Em had agreed to actually tell me who/what she was, if
I got wasted with her.
Her words.
Meaning, go on the piss. Twist my arm.
She insisted we go to the G Hotel. Already noted for its theme rooms, as in: you wanted peace, you opted for the purple room. Em said,
“Guy in the bar there shakes one mean, multifucking cocktail.”
I said,
“I don’t do fancy.”
She got the look, she asked,
“You want the gen on me or not?”
“Guess I could go for a frozen margarita.”
She laughed, said,
“Dress to impress, slick.”
Been a time since I hit the charity shops. With the recession, the new scandal about top executives of the leading charities on massive salaries, the people on the ground, the actual working staff, were bearing the brunt at the Vincent de Paul shop. Rita greeted me,
“Jack, we thought you’d brought your business to T.J. Maxx.”
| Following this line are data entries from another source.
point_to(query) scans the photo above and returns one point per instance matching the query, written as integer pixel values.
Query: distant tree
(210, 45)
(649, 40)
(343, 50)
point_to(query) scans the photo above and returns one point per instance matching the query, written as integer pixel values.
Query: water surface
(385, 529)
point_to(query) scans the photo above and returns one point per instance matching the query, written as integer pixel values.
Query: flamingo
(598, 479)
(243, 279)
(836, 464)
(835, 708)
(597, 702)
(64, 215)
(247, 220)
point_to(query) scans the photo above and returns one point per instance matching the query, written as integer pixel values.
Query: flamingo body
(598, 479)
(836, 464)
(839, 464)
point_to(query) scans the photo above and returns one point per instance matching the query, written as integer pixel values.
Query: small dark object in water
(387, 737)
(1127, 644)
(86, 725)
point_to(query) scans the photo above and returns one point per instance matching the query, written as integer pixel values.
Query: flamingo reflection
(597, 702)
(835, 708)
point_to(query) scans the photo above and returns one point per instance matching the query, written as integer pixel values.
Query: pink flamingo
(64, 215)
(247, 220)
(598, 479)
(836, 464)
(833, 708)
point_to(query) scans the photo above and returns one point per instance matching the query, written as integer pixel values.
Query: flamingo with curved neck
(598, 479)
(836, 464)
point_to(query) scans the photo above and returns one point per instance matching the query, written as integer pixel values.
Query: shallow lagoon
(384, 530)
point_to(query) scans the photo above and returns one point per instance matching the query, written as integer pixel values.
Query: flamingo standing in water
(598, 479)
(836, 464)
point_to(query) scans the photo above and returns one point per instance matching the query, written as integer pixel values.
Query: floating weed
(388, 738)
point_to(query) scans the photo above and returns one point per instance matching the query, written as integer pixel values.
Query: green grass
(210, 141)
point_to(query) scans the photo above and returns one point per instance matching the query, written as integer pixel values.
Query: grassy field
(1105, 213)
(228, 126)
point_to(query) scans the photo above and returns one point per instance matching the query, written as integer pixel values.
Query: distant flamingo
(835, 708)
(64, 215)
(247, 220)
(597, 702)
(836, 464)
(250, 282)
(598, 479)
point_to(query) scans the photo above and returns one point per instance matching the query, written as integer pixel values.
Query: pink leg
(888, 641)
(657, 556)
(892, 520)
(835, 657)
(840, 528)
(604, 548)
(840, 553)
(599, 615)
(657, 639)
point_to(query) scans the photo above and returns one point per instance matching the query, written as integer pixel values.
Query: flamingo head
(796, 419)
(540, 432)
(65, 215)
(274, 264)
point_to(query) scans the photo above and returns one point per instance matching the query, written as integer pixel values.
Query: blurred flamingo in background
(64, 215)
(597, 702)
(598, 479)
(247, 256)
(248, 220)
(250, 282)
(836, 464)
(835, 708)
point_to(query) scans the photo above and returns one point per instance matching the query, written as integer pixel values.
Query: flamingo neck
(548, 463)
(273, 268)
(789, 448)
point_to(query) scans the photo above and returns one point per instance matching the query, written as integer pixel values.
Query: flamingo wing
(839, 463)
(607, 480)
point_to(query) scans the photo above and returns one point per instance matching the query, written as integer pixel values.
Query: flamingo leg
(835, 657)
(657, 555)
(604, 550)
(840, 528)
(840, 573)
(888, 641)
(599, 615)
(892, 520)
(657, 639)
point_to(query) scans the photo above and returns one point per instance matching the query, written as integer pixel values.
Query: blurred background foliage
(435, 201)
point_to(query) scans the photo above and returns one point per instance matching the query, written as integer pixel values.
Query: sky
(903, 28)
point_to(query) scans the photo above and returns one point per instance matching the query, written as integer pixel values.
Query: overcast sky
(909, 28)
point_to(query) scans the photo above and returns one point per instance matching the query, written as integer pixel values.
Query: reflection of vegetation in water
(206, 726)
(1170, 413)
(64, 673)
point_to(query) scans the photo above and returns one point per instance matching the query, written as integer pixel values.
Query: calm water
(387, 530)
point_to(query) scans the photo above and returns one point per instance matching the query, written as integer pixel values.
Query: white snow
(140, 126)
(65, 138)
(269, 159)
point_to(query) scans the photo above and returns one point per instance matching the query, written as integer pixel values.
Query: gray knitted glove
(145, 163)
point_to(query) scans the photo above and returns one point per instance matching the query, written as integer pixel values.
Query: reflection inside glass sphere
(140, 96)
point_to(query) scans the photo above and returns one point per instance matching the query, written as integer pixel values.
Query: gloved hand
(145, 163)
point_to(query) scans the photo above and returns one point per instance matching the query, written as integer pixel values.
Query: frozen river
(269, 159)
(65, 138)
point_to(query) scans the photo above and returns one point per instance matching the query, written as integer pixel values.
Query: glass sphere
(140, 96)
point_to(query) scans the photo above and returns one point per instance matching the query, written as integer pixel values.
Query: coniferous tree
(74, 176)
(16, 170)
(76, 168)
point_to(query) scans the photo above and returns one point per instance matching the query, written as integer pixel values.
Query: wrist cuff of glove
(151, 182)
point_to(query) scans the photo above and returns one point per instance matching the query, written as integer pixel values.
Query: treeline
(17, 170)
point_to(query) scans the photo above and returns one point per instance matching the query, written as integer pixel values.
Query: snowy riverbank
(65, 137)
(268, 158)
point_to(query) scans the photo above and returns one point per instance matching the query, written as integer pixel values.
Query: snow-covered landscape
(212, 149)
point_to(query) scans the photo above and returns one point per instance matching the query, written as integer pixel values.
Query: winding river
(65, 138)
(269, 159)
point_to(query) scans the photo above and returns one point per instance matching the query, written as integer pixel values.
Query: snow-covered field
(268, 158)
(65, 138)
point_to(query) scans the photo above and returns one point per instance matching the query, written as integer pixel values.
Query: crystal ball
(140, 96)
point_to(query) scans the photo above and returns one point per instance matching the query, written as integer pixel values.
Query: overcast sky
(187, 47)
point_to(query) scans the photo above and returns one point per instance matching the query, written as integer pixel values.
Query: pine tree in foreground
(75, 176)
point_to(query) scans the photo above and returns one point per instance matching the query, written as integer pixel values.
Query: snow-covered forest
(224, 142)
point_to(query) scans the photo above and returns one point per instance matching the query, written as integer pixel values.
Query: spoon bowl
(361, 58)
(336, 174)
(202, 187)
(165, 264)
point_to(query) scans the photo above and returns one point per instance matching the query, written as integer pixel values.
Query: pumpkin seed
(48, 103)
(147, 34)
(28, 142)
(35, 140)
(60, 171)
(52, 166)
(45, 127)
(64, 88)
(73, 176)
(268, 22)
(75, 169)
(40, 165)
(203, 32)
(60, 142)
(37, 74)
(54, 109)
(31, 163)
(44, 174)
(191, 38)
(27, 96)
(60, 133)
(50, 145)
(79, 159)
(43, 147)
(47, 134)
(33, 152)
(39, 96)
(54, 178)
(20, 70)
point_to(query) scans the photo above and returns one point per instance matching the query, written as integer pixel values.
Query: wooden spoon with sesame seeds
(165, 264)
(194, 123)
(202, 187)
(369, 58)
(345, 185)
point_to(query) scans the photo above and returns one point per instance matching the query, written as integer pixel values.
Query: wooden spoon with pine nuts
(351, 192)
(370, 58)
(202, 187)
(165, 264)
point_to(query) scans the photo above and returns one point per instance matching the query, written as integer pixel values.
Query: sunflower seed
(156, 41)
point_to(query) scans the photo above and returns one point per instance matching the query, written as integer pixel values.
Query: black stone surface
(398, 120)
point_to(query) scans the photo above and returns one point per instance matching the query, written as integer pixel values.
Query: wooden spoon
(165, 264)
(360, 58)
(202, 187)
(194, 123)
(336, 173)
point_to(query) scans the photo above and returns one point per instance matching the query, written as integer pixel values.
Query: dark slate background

And swear to God, she gave that Galway hug:
Real,
Warm,
Felt.
And fitted me out with a dark suit that hung a little loose but I can do loose. A Van Heusen shirt and brand new Dr. Martens. The cost-
fifteen euros.
I kid you fucking not.
Heading for the G in my splendor, I shucked into my Garda all-weather coat and was, if not hot to trot, at least ready to limp with attitude.